There’s this thing on the ship that people talk about all the time. Or maybe they don’t talk about it enough. It’s a nasty little gut check, a surprise I got this week as posts from DFW, Heathrow and Tenerife filled my newsfeed.
Every day, Mercy Shippers make you fall in love with them and then they leave.
They leave Texas for the ship. They leave the ship to go home, or they leave the ship forever to write the next chapter in their lives. After returning from field service in Haiti, and saying goodbye (or not) to a group of 30 (not 31) people who forced me to come up higher, listen harder, pray deeper and trust God more than I ever have, my heart broke in new and unusual ways.
My gosh, I’ve only known them for eight weeks. Please. But I’ve been skulking around their lives the whole time, asking questions I can’t even believe I ask. Questions that maybe we should ask more often in church, but don’t because we’re too busy, polite or afraid.
“Tell me about your Dad.”
“What’s the Lord saying about that?”
“What’s happening on the boyfriend front?”
I don’t know who gave me permission, maybe I just gave it to myself, but when you ask hard questions, people bristle, they fight, they cry or they breathe a sigh of relief and say, “My God, do you see me in here?”
Jesus sees you in there. It’s his light we’re shining. His is the only one I’ve found that reliably chases out the darkness. There are people sitting next to you right now, whose story would break you in half, if you knew it, but we avoid it because people are messy and loving them is costly.
Especially when they leave.
I’ve decided this is the Lord’s way of teaching me empathy for the crew of the Africa Mercy – people who live, work, eat, cry, pray and laugh together until the day they walk down the gangway in tears or stand atop it in tears, waving. Painful goodbyes are such a regular event on the ship, people say they’re not sure leasing real estate in their hearts is worth it.
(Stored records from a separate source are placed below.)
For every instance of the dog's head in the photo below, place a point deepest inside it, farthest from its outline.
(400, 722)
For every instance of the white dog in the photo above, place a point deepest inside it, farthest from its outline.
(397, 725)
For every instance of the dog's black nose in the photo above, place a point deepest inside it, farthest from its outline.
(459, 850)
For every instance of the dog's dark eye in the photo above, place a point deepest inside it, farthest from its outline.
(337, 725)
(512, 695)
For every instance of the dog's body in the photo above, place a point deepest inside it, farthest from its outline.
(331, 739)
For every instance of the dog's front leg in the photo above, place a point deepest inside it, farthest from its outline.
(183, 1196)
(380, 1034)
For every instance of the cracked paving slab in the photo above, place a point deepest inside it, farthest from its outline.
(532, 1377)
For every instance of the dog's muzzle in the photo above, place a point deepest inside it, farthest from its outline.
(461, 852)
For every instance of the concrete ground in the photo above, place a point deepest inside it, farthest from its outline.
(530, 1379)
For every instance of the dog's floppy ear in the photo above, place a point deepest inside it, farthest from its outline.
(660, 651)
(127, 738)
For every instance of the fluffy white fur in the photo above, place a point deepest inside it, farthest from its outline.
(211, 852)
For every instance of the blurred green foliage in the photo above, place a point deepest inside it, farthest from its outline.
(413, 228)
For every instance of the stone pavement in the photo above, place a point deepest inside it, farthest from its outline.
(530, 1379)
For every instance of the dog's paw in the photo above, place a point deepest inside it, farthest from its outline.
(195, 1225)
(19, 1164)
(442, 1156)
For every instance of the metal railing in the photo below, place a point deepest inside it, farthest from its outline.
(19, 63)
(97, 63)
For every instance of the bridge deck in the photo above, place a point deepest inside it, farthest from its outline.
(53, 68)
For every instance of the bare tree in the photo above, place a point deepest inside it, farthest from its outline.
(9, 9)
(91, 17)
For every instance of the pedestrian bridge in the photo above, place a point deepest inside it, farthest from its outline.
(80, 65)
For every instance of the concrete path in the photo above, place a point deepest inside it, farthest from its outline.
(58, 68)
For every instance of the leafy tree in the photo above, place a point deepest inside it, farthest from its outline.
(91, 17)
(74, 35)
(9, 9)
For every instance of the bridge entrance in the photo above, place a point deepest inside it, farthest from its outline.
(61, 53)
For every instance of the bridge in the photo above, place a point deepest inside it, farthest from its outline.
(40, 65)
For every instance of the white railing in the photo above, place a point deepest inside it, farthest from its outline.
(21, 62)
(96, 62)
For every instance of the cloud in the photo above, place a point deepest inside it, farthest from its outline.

They know exactly how bereft that land will be when their sweet little squatters are gone.
That’s plainer to me now after a year of Gateways, and in particular this field service in Haiti, where I camped on a bunch of new real estate and let people camp on mine.
One day, when I nearly hurled a garden hoe across a huge weedy field and later sat on a 100-degree rooftop and cried, two different somebodies showed up to remind me that God is working in me too, and if all I can muster is to walk humbly as I grope my way through, well then, they’d happily stand by, praying.
I’d love to say I have a salve for the painful goodbye, but I don’t and frankly I doubt I’m meant to. Maybe a little longing, a little pain is part of the fullness Jesus had in mind when he explained what he was doing here. Remember Jesus didn’t promise us happy, he promised us full, and there is a difference. So if full means missing these faces until I climb the gangway again, I’ll take it.
Ship videographer Josh Callow put it like this in a blog post he called The Pieces of My Scattered Heart, which I beg you to read because it’s his heart laid bare on this topic, in a fearless and magnificent display.
The thing that is so great about Mercy Ships is the ferocity with which we love. These people that travel across the world to work for no pay to serve the poorest of the poor are some of the most selfless folks you’ll ever meet. They dive in head first and love at full speed…
So June 2014 On Boarding – Go dive in and love at full speed. Then pair up in threes as soon as you can.
xoErin
*As ever, the thoughts are my own, not those of Mercy Ships, but I’m pretty sure you know that.